EQUITABLE DISTRIBUTION – PENSIONS
Matlack, etc. v. Matlack, App. Div. (per curiam) (5 pp.) Given the language of the parties' agreement, the panel finds that the Family Part judge erred in declining to apply the "coverture fraction" in the deferred equitable distribution of defendant's two pensions to plaintiff, his former wife.
Kunz v. Kunz, App. Div. (per curiam) (6 pp.) Despite defendant's objections, the Family Part judge's equitable distribution determinations are fully supported by the record, including his decisions: (1) to award defendant only a 40% credit in the distribution of the equity of the marital home and (2) to reject defendant's assertion of a "present value" payout as to his share of plaintiff's unvested PERS pension.
EQUITABLE DISTRIBUTION – SETTLEMENTS
Falk v. Falk, App. Div. (per curiam) (9 pp.) The court justly enforced the settlement defendant reached with her husband during a hearing regarding equitable distribution, rejecting her contention that the settlement was coerced. The judge's determination in the remand proceeding, that defendant freely and voluntarily entered into the settlement without coercion or duress is entitled to substantial deference because the evidence introduced on that issue was almost entirely testimonial and involved assessments of credibility. The fact that the agreement was entered into in the midst of trial after the judge indicated his intent to cause the marital home to be sold in order to avoid foreclosure does not necessarily entitle defendant to relief.

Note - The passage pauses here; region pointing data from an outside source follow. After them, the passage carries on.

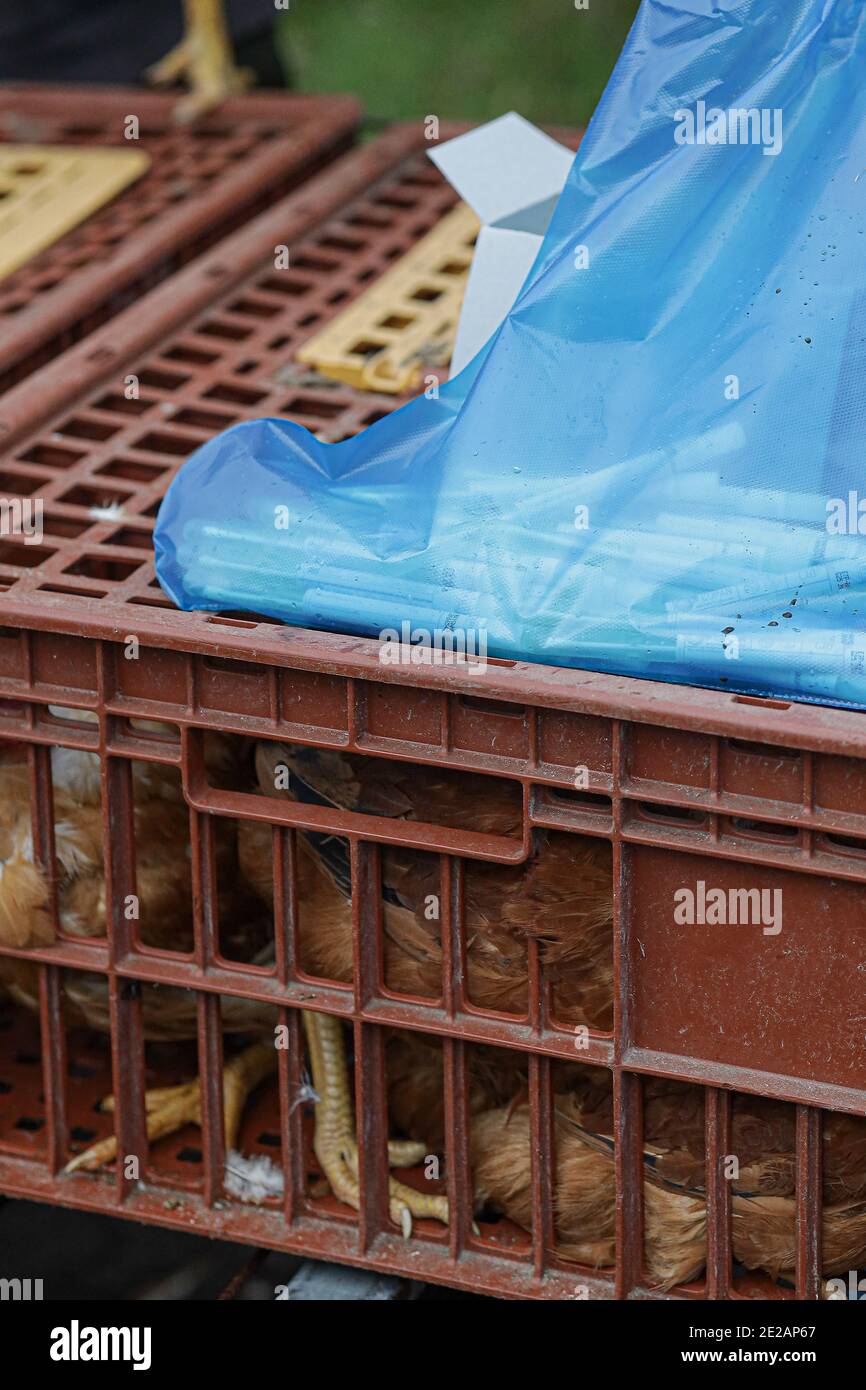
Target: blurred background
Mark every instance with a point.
(403, 60)
(456, 60)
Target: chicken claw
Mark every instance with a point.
(205, 59)
(170, 1108)
(334, 1141)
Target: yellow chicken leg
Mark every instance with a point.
(334, 1141)
(170, 1108)
(205, 57)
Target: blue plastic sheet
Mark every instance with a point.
(652, 467)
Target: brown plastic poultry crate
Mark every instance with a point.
(205, 180)
(685, 786)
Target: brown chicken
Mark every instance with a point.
(560, 897)
(763, 1205)
(166, 919)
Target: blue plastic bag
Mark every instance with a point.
(652, 467)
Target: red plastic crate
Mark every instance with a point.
(205, 180)
(685, 784)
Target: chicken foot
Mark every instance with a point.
(205, 59)
(334, 1140)
(168, 1108)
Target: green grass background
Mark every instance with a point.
(458, 59)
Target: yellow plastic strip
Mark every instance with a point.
(47, 189)
(407, 320)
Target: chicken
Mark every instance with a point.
(763, 1230)
(164, 908)
(205, 59)
(562, 897)
(164, 891)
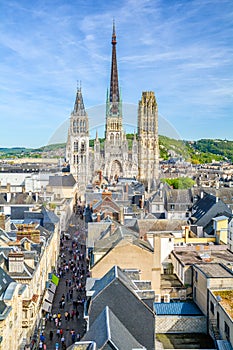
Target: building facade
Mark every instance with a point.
(114, 158)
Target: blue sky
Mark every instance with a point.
(181, 50)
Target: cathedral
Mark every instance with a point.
(114, 159)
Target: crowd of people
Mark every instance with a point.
(65, 324)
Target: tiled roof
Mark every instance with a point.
(123, 301)
(5, 281)
(206, 208)
(180, 309)
(109, 333)
(62, 181)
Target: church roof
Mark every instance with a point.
(79, 108)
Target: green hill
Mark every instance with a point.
(197, 152)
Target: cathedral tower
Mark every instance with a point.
(148, 145)
(77, 148)
(113, 127)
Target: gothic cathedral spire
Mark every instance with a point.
(114, 87)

Lane v. Lane, App. Div. (per curiam) (11 pp.) Initially the court questions whether this action challenging the divorce judgment was brought by plaintiff or his son of the same name. If the action was brought by the son, he has no standing as he is not the party aggrieved; and the court has not been provided with the alleged power of attorney to determine its scope. Additionally, if, as plaintiff alleges, he was incompetent at the time of the divorce, he would have been incompetent at the time he signed the power of attorney the following month. Even if the action had been brought by the plaintiff himself, however, the court would still affirm the trial judge's denial of plaintiff's motion. The judge's determination that defendant was entitled to a greater percentage of the marital assets was properly based on statutory criteria, and included his noting her age and health problems, and his finding that defendant had made more significant contributions to the marital home; faced a reduced standard of living as a result of the divorce; and had minimal income.

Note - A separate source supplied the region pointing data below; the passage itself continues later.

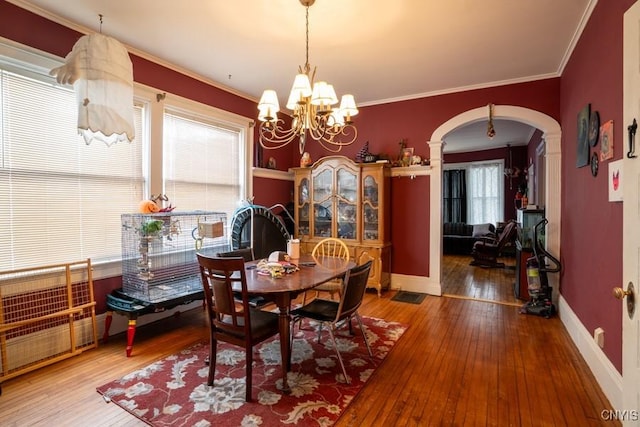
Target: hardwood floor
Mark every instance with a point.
(459, 279)
(461, 362)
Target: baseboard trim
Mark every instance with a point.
(421, 284)
(607, 376)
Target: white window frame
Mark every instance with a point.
(31, 62)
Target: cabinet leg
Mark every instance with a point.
(131, 333)
(107, 326)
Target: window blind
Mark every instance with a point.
(203, 163)
(485, 188)
(60, 199)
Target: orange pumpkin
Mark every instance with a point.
(148, 206)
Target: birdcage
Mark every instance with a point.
(159, 252)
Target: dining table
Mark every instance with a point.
(312, 271)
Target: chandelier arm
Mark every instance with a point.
(273, 135)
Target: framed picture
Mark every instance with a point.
(615, 181)
(606, 140)
(594, 128)
(407, 157)
(582, 144)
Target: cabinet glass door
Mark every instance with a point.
(303, 207)
(322, 203)
(370, 213)
(347, 197)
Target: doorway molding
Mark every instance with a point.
(551, 134)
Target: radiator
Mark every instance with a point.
(46, 314)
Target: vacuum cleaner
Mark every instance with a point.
(540, 293)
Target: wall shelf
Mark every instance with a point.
(272, 174)
(411, 171)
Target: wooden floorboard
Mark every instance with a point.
(461, 362)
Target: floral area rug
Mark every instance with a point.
(173, 391)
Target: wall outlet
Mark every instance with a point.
(598, 337)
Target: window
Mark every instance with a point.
(62, 200)
(203, 162)
(484, 189)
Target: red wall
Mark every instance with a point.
(591, 225)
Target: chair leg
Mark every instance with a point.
(366, 341)
(213, 348)
(248, 382)
(335, 346)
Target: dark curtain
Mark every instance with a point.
(454, 194)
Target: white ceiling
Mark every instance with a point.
(378, 50)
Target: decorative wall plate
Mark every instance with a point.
(594, 128)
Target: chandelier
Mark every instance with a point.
(313, 109)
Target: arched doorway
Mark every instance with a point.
(551, 134)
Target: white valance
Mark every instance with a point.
(101, 72)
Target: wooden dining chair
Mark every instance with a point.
(231, 321)
(332, 313)
(330, 247)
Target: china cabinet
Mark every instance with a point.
(337, 197)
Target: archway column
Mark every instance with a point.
(435, 217)
(553, 188)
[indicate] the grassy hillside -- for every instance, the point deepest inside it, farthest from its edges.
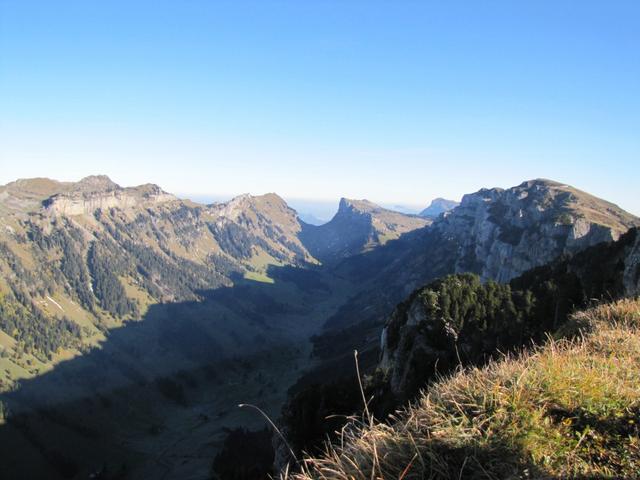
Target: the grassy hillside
(568, 409)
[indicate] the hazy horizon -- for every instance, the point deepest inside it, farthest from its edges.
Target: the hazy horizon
(398, 103)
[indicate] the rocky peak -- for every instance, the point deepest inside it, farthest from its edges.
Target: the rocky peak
(95, 183)
(501, 233)
(350, 206)
(438, 206)
(358, 226)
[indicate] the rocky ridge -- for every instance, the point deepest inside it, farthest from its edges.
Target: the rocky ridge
(437, 207)
(358, 226)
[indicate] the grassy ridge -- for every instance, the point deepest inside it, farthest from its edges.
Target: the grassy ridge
(568, 409)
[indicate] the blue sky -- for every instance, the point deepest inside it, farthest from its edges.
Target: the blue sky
(398, 102)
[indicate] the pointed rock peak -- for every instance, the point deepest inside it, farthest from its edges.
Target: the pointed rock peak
(437, 206)
(348, 205)
(96, 183)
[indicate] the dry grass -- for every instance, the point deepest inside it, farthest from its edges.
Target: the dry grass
(569, 409)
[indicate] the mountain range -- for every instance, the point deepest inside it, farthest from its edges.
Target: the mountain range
(132, 321)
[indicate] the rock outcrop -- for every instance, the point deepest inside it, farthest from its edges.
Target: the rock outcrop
(358, 226)
(437, 207)
(502, 233)
(423, 337)
(99, 192)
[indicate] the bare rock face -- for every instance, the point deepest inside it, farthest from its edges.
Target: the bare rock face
(99, 192)
(437, 207)
(358, 226)
(632, 270)
(502, 233)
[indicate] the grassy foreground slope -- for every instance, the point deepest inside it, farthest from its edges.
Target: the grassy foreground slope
(570, 409)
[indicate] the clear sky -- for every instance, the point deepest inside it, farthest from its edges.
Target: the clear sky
(394, 101)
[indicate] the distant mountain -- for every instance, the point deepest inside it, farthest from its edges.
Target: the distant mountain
(121, 306)
(358, 226)
(495, 233)
(310, 218)
(437, 207)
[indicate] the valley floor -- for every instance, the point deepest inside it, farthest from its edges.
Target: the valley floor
(163, 423)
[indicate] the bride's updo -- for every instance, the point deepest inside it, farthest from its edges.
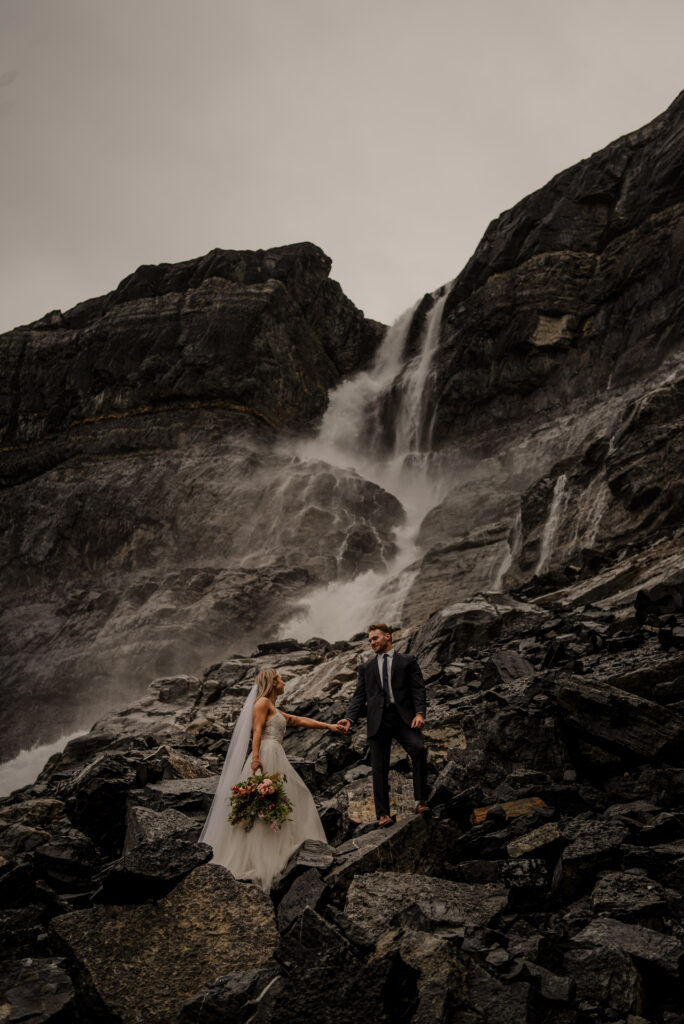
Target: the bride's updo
(265, 681)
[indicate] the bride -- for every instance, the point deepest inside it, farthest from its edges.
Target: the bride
(260, 854)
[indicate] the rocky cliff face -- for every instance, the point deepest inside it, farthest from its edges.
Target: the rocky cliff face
(547, 885)
(148, 519)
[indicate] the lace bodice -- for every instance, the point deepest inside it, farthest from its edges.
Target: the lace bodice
(274, 728)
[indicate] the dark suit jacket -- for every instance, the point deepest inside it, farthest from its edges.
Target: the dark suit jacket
(369, 699)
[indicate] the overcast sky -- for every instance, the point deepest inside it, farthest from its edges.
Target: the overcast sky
(389, 132)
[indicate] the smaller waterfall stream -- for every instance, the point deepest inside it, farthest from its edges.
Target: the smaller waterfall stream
(552, 524)
(347, 437)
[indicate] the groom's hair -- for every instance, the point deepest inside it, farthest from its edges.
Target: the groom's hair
(382, 627)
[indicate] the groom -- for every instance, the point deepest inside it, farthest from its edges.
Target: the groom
(391, 692)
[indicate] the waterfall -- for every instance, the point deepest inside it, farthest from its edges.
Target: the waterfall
(552, 524)
(348, 438)
(514, 548)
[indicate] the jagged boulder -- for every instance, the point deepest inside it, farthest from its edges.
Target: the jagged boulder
(208, 926)
(378, 901)
(36, 991)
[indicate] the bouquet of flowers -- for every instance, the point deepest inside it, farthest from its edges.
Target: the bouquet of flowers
(260, 797)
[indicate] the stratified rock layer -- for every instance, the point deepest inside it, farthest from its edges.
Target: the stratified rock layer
(148, 520)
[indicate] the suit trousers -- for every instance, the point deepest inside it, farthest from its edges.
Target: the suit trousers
(393, 727)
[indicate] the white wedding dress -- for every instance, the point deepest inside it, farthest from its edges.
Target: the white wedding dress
(260, 854)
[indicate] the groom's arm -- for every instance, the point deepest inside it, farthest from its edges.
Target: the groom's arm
(357, 705)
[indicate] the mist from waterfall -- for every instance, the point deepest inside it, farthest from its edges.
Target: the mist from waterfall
(351, 436)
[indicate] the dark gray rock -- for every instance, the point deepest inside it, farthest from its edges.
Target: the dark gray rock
(159, 850)
(310, 855)
(593, 844)
(622, 721)
(308, 890)
(664, 951)
(401, 847)
(20, 930)
(376, 901)
(191, 797)
(505, 667)
(605, 978)
(632, 896)
(36, 991)
(232, 997)
(125, 951)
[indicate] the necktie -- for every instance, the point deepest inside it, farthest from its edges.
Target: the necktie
(385, 678)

Capuano v. Capuano, App. Div. (per curiam) (30 pp.) The trial judge did not err in invalidating the parties' property settlement agreement as unfair under the circumstances of this case. The judge considered the duress and coercion argument advanced by the defendant -- that she signed the agreement under threat that the plaintiff would reveal her affair with another to alienate the children against her -- and, while the duress argument alone might not uphold the invalidation, the judge also found it unfair because of the financial imbalance between the parties, specifically, that the husband received 55% of the assets and that defendant waived alimony and child support, the latter being against "public policy." Additionally, the judge found that plaintiff knew his income would increase dramatically, and delayed his additional earnings until the PSA was executed. The matter must be remanded, however, for a recalculation of child support for one son; rectification of the judge's error in "double counting" the proceeds of the sale of the marital home in equitable distribution; and the judge's application of the wrong interest rate on existing arrearages. [Decision dated Jul. 2, 2002.]